On the heels of a shooting last weekend at a Milwaukee casino, the Potawatomi Bingo Casino, many Wisconsin residents are calling for tighter security at casinos statewide.
“We only get that one chance when people come in to make sure they’re comfortable and secure,” remarked Lisa Waukau, who belongs to the Menominee Tribe, which runs a casino in Keshena.
Guards lack guns; no metal detectors
While most casino properties, Potawatomi included, feature state-of-the-art camera and surveillance systems designed to thwart cheating, card-counting, and theft, patrons are not required to walk through any sort of metal detector upon entering, nor are persons or bags searched to prevent weapons from being carried in. Furthermore, casino guards are unarmed.
After last weekend’s shooting, Potawatomi patrons reported a scene bordering on chaos, as people scrambled for the exits while security staff seemed confused as to how to deal with the unfolding emergency. Some guests reported two separate stampedes as casino customers attempted to evacuate the casino floor, where a woman was shot in the leg.
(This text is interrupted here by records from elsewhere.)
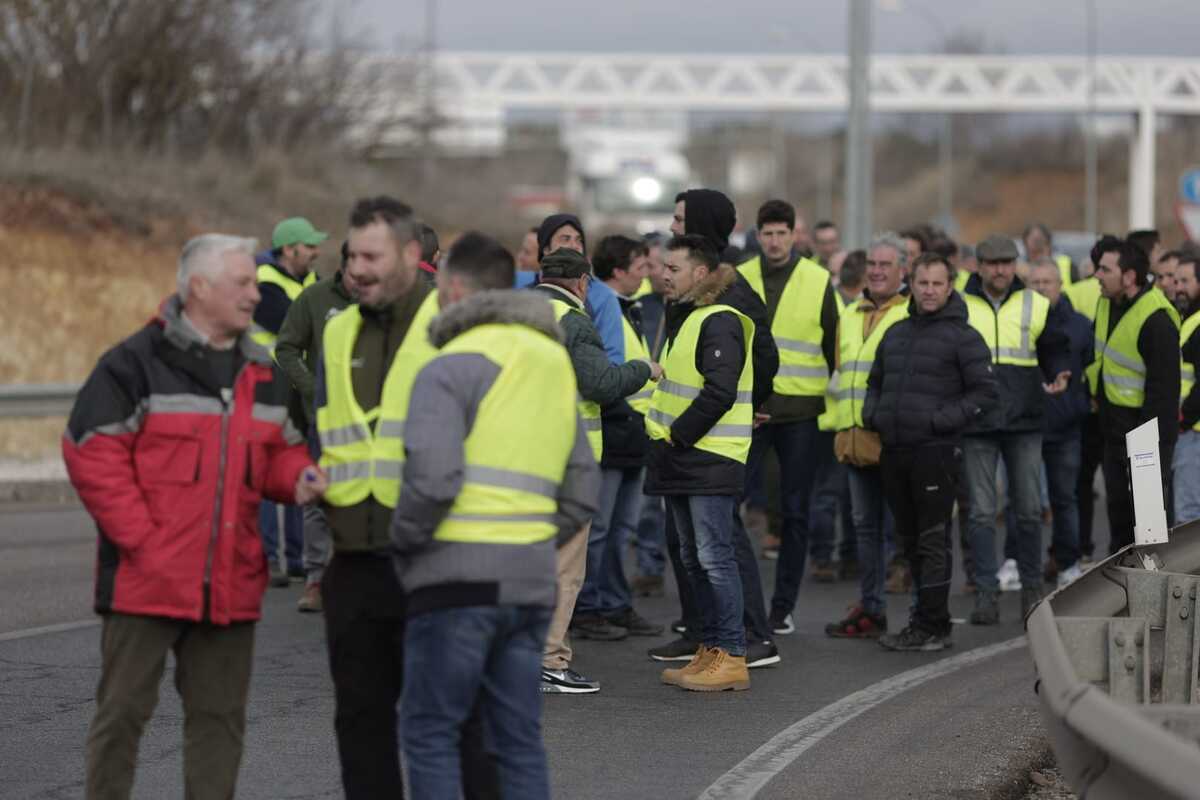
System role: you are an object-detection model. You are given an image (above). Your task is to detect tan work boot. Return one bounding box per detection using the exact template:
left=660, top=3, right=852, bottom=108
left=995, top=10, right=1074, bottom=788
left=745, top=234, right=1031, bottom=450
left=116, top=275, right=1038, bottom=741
left=678, top=648, right=750, bottom=692
left=296, top=583, right=324, bottom=614
left=662, top=644, right=713, bottom=686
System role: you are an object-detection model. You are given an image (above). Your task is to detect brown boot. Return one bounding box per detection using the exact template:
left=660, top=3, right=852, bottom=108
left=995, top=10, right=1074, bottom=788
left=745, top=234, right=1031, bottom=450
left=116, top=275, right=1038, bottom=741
left=662, top=644, right=715, bottom=686
left=678, top=648, right=750, bottom=692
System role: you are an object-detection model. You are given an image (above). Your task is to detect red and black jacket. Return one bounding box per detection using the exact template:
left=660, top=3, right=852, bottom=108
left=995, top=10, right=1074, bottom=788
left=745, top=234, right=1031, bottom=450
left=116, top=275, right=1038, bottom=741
left=62, top=296, right=312, bottom=625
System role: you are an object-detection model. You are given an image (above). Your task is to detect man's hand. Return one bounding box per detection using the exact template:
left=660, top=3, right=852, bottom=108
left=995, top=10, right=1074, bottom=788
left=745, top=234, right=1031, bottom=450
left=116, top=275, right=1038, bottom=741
left=296, top=467, right=329, bottom=506
left=1042, top=371, right=1070, bottom=395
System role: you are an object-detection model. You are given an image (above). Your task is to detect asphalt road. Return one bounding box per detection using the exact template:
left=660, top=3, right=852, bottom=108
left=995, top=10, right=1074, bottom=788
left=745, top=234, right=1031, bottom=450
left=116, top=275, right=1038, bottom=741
left=0, top=510, right=1080, bottom=800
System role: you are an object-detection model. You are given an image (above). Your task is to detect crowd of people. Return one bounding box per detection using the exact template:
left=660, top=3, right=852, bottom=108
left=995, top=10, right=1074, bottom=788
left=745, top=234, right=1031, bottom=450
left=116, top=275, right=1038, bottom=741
left=64, top=188, right=1200, bottom=798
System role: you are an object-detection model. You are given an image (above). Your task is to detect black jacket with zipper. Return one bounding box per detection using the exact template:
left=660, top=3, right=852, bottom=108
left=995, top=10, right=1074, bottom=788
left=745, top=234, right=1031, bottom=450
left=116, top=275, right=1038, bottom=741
left=863, top=293, right=998, bottom=449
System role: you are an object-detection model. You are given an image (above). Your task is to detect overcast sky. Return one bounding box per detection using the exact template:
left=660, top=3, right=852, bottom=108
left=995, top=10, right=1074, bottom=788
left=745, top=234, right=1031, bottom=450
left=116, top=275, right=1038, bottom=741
left=338, top=0, right=1200, bottom=58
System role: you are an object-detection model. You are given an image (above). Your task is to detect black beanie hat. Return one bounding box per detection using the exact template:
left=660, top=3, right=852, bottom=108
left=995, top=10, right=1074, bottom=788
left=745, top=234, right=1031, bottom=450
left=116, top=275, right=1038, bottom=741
left=538, top=213, right=588, bottom=261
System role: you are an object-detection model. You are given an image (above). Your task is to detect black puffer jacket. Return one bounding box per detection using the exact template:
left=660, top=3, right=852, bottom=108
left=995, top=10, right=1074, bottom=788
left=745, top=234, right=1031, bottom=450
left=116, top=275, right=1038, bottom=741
left=863, top=293, right=1000, bottom=449
left=646, top=265, right=752, bottom=494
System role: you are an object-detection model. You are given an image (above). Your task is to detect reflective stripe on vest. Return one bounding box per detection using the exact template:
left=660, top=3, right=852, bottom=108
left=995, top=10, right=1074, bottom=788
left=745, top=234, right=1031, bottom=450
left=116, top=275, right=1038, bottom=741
left=1096, top=288, right=1180, bottom=408
left=738, top=258, right=829, bottom=397
left=550, top=297, right=604, bottom=462
left=250, top=264, right=317, bottom=355
left=826, top=301, right=908, bottom=431
left=620, top=314, right=654, bottom=414
left=965, top=289, right=1050, bottom=367
left=317, top=293, right=438, bottom=507
left=646, top=305, right=754, bottom=464
left=433, top=324, right=577, bottom=545
left=1180, top=312, right=1200, bottom=431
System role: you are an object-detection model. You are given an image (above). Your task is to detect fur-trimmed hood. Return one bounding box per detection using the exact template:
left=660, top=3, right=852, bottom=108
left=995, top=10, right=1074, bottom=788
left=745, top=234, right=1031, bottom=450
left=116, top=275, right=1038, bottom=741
left=679, top=264, right=738, bottom=308
left=430, top=289, right=563, bottom=349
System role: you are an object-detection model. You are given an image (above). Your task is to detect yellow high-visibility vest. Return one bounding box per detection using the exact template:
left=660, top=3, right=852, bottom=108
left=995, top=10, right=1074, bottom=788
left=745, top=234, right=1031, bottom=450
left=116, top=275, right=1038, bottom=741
left=738, top=257, right=829, bottom=397
left=964, top=289, right=1050, bottom=367
left=1054, top=253, right=1073, bottom=289
left=317, top=293, right=438, bottom=509
left=550, top=297, right=604, bottom=462
left=620, top=314, right=654, bottom=414
left=433, top=324, right=577, bottom=545
left=646, top=305, right=754, bottom=464
left=817, top=297, right=908, bottom=431
left=1180, top=312, right=1200, bottom=431
left=1093, top=288, right=1180, bottom=408
left=250, top=264, right=317, bottom=355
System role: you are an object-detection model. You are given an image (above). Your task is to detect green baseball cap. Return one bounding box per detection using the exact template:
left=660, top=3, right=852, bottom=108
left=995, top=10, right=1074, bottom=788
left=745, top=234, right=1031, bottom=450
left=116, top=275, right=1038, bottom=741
left=271, top=217, right=329, bottom=248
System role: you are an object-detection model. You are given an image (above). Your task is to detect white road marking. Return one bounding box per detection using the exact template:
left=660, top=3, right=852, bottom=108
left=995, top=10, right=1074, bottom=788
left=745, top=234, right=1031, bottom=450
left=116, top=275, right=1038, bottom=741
left=700, top=636, right=1026, bottom=800
left=0, top=619, right=100, bottom=642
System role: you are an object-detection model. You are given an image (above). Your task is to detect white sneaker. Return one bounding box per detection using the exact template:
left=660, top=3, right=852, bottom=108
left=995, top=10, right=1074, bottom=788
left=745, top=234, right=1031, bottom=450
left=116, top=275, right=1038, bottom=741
left=996, top=559, right=1021, bottom=591
left=1058, top=563, right=1084, bottom=589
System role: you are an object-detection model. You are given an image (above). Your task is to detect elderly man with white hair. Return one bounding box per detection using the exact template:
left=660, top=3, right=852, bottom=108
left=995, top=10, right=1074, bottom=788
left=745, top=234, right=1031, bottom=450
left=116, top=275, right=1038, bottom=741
left=62, top=234, right=325, bottom=798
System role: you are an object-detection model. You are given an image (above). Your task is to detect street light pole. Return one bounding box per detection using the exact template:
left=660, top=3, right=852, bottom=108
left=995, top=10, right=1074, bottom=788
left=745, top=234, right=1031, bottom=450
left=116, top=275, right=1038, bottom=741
left=845, top=0, right=872, bottom=247
left=1084, top=0, right=1099, bottom=235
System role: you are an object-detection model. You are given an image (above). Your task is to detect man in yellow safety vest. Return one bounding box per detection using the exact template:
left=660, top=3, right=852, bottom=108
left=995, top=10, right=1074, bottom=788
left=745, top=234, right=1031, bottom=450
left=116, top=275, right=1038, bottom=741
left=1092, top=239, right=1180, bottom=553
left=1172, top=251, right=1200, bottom=524
left=313, top=197, right=490, bottom=799
left=961, top=235, right=1070, bottom=625
left=391, top=233, right=599, bottom=798
left=533, top=245, right=662, bottom=694
left=250, top=217, right=329, bottom=587
left=646, top=235, right=753, bottom=692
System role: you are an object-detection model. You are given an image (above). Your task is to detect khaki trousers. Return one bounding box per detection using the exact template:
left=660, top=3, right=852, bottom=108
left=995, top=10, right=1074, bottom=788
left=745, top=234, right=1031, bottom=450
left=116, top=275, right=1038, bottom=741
left=86, top=614, right=254, bottom=800
left=541, top=522, right=592, bottom=669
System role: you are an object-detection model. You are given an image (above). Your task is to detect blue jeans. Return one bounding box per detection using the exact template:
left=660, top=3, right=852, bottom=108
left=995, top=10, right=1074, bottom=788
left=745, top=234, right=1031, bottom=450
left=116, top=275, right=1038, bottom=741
left=635, top=495, right=667, bottom=577
left=575, top=469, right=646, bottom=616
left=667, top=494, right=746, bottom=656
left=1042, top=435, right=1082, bottom=570
left=400, top=606, right=553, bottom=800
left=1171, top=431, right=1200, bottom=525
left=746, top=420, right=821, bottom=619
left=847, top=465, right=892, bottom=615
left=258, top=500, right=304, bottom=572
left=962, top=432, right=1042, bottom=591
left=809, top=431, right=858, bottom=563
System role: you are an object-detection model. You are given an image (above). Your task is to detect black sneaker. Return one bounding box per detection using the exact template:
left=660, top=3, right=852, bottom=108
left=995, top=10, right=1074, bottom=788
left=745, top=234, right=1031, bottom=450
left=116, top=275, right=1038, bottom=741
left=541, top=667, right=600, bottom=694
left=880, top=625, right=953, bottom=652
left=746, top=642, right=782, bottom=669
left=570, top=614, right=629, bottom=642
left=646, top=637, right=700, bottom=661
left=608, top=608, right=662, bottom=636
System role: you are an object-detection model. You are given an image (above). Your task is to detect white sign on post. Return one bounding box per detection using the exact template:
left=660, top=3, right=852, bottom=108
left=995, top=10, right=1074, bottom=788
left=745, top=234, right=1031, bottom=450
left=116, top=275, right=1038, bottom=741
left=1126, top=417, right=1168, bottom=546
While some are calling for tighter security Menominee’s Waukau remarked that things actually could have been worse, saying, “That could have been terrible. We reminded everybody (working at the Menominee Casino Resort) that it could happen at any casino.”
Suspect says he was not involved
A suspect, Gregory Harmon, was arrested and jailed on separate charges that he stole a car belonging to a former girlfriend back in 2012. He has since been released pending further investigation of the shooting case by law enforcement officials.
Following his release from jail, Harmon’s attorney, Robert D’Arruda, told reporters that his client was not responsible for shooting the woman last weekend. In fact, D’Arruda said, Harmon himself is a victim.
“He was attacked by a group of individuals and those individuals are the ones that brandished the gun that led to the shooting,” D’Arruda said last week, adding that security footage will back up his client’s claims.
Attention is unwanted
The negative focus generated by the unfortunate happening at the Potawatomi Bingo Casino is surely something Wisconsin’s tribal casinos would prefer to avoid, particularly as the state is looking into expanding Indian gaming within its borders.
Wisconsin officials have been closely monitoring a casino expansion bill that is currently on hold in neighboring Illinois after that bill failed to make it to a vote before the legislature’s spring term wrapped up at the end of last month.
That measure, known as Senate Bill 1739, calls for the construction of five new land-based casinos in Illinois. One of those five casinos would be located in Rockford, Illinois, not far from the Wisconsin city of Beloit, where talks are underway regarding the possibility of a new tribal casino.